Partisipasi bermakna, sesuai yang dinyatakan oleh Mahkamah Konstitusi dalam Putusan UU Cipta Kerja, yaitu partisipasi yang mengedepankan hak untuk didengarkan pendapatnya, hak dipertimbangkan pendapatnya dan hak mendapatkan penjelasan atau jawaban atas pendapat tersebut.
“Untuk bisa memenuhinya, DPR dan Pemerintah harus benar-benar transparan dan memberikan bahan, termasuk DIM, terlebih dahulu sebelum rapat dalam waktu yang cukup, agar masyarakat sipil bisa memberikan masukan yang substansif. Apabila ada masukan yang tidak diterima, hak untuk mendapat penjelasan juga harus diterapkan,” ujar Bivitri.
Baca Juga:Jalan Terjal RUU P-KS Menjadi RUU TPKS
Keuntungan dari partisipasi, Pemerintah dan DPR bisa mendapatkan masukan dari masyarakat sipil, khususnya kelompok yang terdampak, pendamping, dan kelompok masyarakat yang fokus terhadap isu kekerasan seksual.
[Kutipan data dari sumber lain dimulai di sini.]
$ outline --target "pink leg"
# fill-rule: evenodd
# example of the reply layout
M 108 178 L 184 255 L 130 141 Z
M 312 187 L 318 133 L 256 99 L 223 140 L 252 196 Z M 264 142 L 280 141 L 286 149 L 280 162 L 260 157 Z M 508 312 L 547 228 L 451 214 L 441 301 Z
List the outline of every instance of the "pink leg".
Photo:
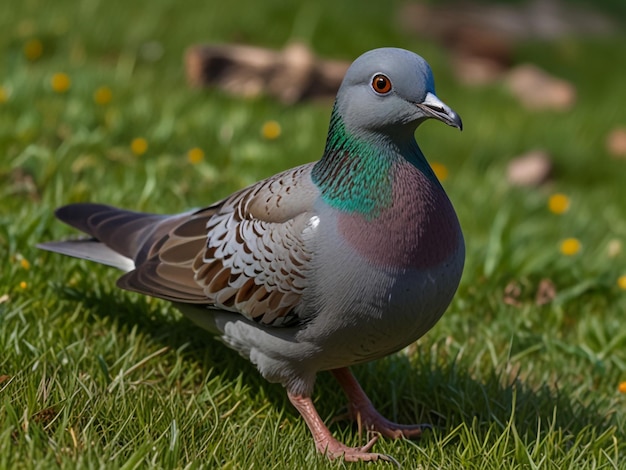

Selain partisipasi, pemerintah dan DPR perlu menekankan pentinganya transparansi yakni dengan memberikan akses kepada masyarakat sipil untuk mengikuti pembahasan yang dilakukan secara terbuka.
Sebaliknya, sikap ‘menutup’ DIM, justru berpotensi menjadikan RUU TPKS tidak implemetatif. Karena secara substansi RUU tidak mengakomodasi kebutuhan masyarakat sipil, korban, juga pendamping korban Kekerasan Seksual.
“Lagipula kalau tertutup itu kan potensi dimanfaatkan’pihak-pihak’ tertentu yang berkepentingan menjadikan RUU ini tidak implementatif sangat mungkin terjadi. Jadi, tidak ada alasan bagi pemerintah tidak memberikan, membuka DIM RUU TPKS kepada publik,” ujar salah satu pendiri Pusat Studi Hukum dan Kebijakan (PSHK) ini menambahkan.